Participants who saw a flag before the test more quickly identified words associated with egalitarianism than those who didn't. Exposure to the flag also elicited more favorable attitudes toward Muslims and less nationalism in a survey. The findings were reported in 2007 in the Personality and Social Psychology Bulletin.
"What we show is that the flag is associated with egalitarian concepts,” Butz said. "This is true for both high- and low-nationalism people. It's not moderated by political party. What it means is that through socialization experiences, we gain these egalitarian concepts with the flag.”
However, Butz speculated that "perhaps this is a surface meaning.” He was actually a little surprised by the egalitarianism-priming findings, given other research suggesting that exposure to the American flag increases nationalism and the hierarchical, anti-egalitarian feelings that come with that.
"The flag has a complex range of associations,” he said. "Symbols like the flag can be multireferential. They can mean different things to different people. It shows how tricky it is to study the symbols.”
In Israel, cognitive scientist Ran Hassin studied the association that subliminal flashes of the Israeli flag had on discussions of the Israeli-Palestinian conflict and found that "subliminal presentation of a national flag can bring about significant changes not only in a citizen's expressed political opinions within an experimental setting but also in their ‘real-life' overt political behavior.” In his experiments, participants -- all Israelis -- who saw the flag flashes answered questions with a more "mainstream Zionist” tilt than those who didn't.
Whether that meant the flag drew viewers to the political center, as Hassin theorized, or that symbols primed people based on their pre-existing associations was a question he left for future research -- such as that of Kemmelmeier and Butz — to answer.
Butz got interested in studying the flag in light of a 2004 Florida law (the Carey Baker Freedom Flag Act) that mandates flags be placed in every public classroom -- kindergarten to college -- in the state. (A similar law also recently passed in Arizona.)

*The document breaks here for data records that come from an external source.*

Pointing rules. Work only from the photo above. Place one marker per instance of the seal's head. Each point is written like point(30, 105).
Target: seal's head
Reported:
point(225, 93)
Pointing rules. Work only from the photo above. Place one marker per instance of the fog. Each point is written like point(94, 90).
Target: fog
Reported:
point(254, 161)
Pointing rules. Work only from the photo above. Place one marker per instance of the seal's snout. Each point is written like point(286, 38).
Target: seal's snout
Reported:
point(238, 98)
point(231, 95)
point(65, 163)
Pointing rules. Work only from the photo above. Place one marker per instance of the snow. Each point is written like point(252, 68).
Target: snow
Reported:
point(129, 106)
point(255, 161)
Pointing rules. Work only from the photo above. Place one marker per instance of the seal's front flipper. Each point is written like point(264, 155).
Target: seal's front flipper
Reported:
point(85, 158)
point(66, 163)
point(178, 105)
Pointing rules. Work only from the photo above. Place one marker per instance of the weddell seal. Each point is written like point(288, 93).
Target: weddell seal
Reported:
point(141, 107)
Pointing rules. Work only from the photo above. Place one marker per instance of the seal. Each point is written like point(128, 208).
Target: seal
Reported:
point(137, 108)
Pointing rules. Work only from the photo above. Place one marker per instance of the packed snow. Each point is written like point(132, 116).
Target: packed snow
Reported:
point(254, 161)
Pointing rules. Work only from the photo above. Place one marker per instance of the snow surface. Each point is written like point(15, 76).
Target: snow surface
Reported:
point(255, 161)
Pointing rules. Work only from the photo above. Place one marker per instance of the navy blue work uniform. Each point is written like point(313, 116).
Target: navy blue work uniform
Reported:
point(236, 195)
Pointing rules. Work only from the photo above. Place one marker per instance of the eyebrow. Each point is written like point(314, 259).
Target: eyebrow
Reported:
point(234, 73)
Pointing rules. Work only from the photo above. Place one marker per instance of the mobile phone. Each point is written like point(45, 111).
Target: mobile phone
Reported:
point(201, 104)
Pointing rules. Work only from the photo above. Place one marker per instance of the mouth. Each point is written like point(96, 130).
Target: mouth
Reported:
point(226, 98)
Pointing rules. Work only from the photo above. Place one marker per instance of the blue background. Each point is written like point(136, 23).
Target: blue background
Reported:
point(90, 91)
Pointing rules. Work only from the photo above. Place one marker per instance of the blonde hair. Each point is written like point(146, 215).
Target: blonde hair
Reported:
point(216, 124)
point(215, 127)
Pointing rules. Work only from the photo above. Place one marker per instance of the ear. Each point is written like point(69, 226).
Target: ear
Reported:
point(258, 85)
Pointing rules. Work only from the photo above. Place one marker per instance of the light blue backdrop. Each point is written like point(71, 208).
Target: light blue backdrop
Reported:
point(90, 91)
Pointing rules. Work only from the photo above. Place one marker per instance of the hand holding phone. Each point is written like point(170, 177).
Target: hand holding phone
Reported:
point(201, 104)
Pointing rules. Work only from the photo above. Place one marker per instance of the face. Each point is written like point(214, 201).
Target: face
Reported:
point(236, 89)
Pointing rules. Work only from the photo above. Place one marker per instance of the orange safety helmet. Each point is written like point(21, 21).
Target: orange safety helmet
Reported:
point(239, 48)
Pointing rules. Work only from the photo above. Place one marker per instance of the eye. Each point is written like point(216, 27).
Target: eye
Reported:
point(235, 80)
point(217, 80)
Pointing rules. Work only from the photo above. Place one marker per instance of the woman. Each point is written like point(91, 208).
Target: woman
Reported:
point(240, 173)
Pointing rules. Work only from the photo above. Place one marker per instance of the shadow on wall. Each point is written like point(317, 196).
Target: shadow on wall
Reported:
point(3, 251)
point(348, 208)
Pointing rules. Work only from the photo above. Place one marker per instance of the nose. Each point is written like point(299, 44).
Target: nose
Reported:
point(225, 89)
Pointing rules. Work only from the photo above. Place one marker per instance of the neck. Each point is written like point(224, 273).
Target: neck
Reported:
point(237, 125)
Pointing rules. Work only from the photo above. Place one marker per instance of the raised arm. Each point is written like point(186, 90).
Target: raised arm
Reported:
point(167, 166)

These laws worry Butz. "We don't know a lot about the potential for symbols to influence behavior,” he said. "It's scary to think that there are laws out there on the thinking that flags influence patriotism, and there's no evidence for that.”
Another reason for concern comes from some research that Butz has done on student performance in the presence of the American flag. With a flag in the room, he found, white students perform about 10 percent better on math tests than they do otherwise. But non-white students perform at the same level.
"What we find in studies -- and this is now being replicated -- is that whites are getting a performance boost, and that's disturbing,” Butz said. He speculated that it might have something to do with whites feeling more included in the presence of the flag.
Both Kemmelmeier and Butz stress that the psychology of the American flag is complicated. It can prime a wide range of emotions, depending on the person and the situation. There may also be regional differences. And while the flag is not necessarily the pure symbol of inspired patriotism that some might make it out to be, neither is it necessarily a pure symbol of nationalism and individualistic materialism. A lot depends on the context.
"It can have a negative impact, but nowadays there is a real opportunity to re-interpret what it means to be an American,” Kemmelmeier said. "The flag is always amorphous, and the meaning is always dependent on how it is used.”